Em muitas tribos, a orientação aos professores bilíngües (que ensinam português e a língua materna das comunidades) é que a língua materna seja explorada ao máximo, trabalhando-a na alfabetização, para que o português seja a segunda língua dessas crianças. ?Tudo depende do comprometimento das comunidades e de parcerias com órgãos governamentais, pois a educação deve ser construída com os principais interessados e a organização social deve ser respeitada?, defende.

A coordenadora aponta que uma grande dificuldade é a falta de material na língua materna que incentive a leitura. Para elaboração de um material, é preciso muita negociação: há quatro variações da língua caigangue e três da guarani e ninguém quer abrir mão da sua. ?O professor bilíngüe não pode apenas passar o conteúdo, ele é também um pesquisador, que deve entender as variações e trabalhar em cima disso. Não se pisa, assim, na identidade de cada grupo?, explica Cristina.

Remanescente

É na terra indígena Rio das Cobras, área de Laranjeiras do Sul (PR), que vive Kwein, último falante da língua xetá. Ele mora com os caigangues, pois seu povo foi exterminado na década de 1950 e os sobreviventes vivem hoje espalhados pelo País.

Segundo o professor Aryon Rodrigues, do Laboratório de Línguas Indígenas (Lali) da Universidade de Brasília (UnB), o processo pelo qual passa a língua xetá é irreversível. Existem os descendentes de falantes de xetá, mas que são falantes passivos. ?Nossa tentativa é registrar e documentar essa língua, usando gravações que fiz nos anos 60s e 70s?, diz.

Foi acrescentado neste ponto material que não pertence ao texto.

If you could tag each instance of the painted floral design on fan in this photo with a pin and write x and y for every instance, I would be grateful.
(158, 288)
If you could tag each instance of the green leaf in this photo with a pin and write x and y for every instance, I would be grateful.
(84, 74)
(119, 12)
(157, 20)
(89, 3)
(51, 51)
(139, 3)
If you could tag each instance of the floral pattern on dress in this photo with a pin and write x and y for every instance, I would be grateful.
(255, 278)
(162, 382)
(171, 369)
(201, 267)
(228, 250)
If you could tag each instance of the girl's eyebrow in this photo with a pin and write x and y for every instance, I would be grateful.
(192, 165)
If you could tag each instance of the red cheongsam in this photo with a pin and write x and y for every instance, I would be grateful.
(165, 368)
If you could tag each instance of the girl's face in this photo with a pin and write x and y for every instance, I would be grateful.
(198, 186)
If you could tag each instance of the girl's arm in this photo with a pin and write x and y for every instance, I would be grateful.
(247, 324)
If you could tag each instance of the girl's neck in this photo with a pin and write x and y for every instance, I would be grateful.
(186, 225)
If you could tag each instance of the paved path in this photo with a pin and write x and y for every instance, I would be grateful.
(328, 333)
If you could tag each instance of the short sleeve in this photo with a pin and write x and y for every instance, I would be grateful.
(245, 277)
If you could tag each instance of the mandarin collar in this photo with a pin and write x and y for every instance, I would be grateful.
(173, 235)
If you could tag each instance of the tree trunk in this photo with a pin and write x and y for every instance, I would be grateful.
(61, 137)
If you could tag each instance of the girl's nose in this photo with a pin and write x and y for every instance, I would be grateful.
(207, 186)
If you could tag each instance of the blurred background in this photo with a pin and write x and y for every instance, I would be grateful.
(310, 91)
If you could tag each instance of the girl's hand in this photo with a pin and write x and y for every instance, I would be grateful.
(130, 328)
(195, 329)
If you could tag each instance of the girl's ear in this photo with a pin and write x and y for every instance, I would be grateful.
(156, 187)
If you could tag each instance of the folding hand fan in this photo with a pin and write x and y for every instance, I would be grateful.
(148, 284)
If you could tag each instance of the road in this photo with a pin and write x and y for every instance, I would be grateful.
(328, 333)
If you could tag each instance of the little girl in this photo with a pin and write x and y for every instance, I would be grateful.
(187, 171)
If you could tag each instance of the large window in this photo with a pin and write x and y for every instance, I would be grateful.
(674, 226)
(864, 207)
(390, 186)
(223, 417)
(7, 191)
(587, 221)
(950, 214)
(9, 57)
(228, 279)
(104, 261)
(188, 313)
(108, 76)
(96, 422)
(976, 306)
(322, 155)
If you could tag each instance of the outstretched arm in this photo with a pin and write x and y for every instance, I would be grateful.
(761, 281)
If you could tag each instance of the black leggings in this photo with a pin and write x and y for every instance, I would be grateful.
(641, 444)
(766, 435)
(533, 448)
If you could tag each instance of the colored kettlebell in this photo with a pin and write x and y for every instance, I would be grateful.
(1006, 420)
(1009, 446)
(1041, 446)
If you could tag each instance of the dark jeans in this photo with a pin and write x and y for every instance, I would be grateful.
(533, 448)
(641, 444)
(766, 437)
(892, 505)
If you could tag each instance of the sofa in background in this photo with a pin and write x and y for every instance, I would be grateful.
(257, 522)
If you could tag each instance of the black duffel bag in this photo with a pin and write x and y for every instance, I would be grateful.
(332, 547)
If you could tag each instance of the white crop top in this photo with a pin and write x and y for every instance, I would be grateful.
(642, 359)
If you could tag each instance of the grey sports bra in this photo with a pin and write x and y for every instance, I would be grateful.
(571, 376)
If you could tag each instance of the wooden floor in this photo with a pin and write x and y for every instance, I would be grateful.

A perda do conhecimento dessa variedade de línguas acarreta o desaparecimento de muitos aspectos culturais dos diferentes povos. De acordo com o Lali, nas últimas décadas já ?morreram? várias línguas indígenas brasileiras, como o umutína (família boróro, tronco macro-jê, no Mato Grosso), o baré (aruák, no Amazonas) e o máku (em Roraima). ?Os pais, que são fundamentais para repassar o conhecimento da língua aos filhos, acham que não vale a pena e que o importante é o português. E assim perde-se toda a memória cultural e perde-se o próprio povo com a extinção da língua?, lamenta Rodrigues.

Pesquisador quer gramática de caigangue

Pensando em preservar a riqueza lingüística e cultural da tribo caigangue, que tem aproximadamente 10 mil integrantes no Paraná, o professor de Lingüística da Universidade Estadual de Londrina (UEL), Ludoviko dos Santos, teve a iniciativa de elaborar uma gramática pedagógica da língua caigangue.

O objetivo é produzir um material adequado para a utilização dos professores índios. Mas a tarefa não é fácil. ?Lidamos com uma língua para a qual praticamente não se tem material. É diferente de uma gramática da língua portuguesa, por exemplo, em que você tem dezenas de outras gramáticas para consultar?, compara. Cartilhas para os professores aprenderem sobre suas próprias línguas é tudo o que existe hoje na língua caigangue.

Entre as diferenças para o português, está a estrutura da oração, no caigangue. ?Ao invés da ordem sujeito, verbo e objeto do português, eles utilizam sujeito, objeto e verbo sempre no final?, explica Santos. A frase ?a menina pegou o bolo? seria ?a menina o bolo pegou?, em caigangue, que possui 15 vogais e uma diferença maior de sons.

Além do professor, a equipe conta com quatro alunos de mestrado para sistematização do material. Montar um grupo interessado no projeto foi outro desafio. ?Precisei primeiro formar alunos da graduação e incentivá-los a pesquisar o assunto no mestrado?, diz. O trabalho, iniciado em 2003, deve levar no mínimo mais três anos para ser finalizado.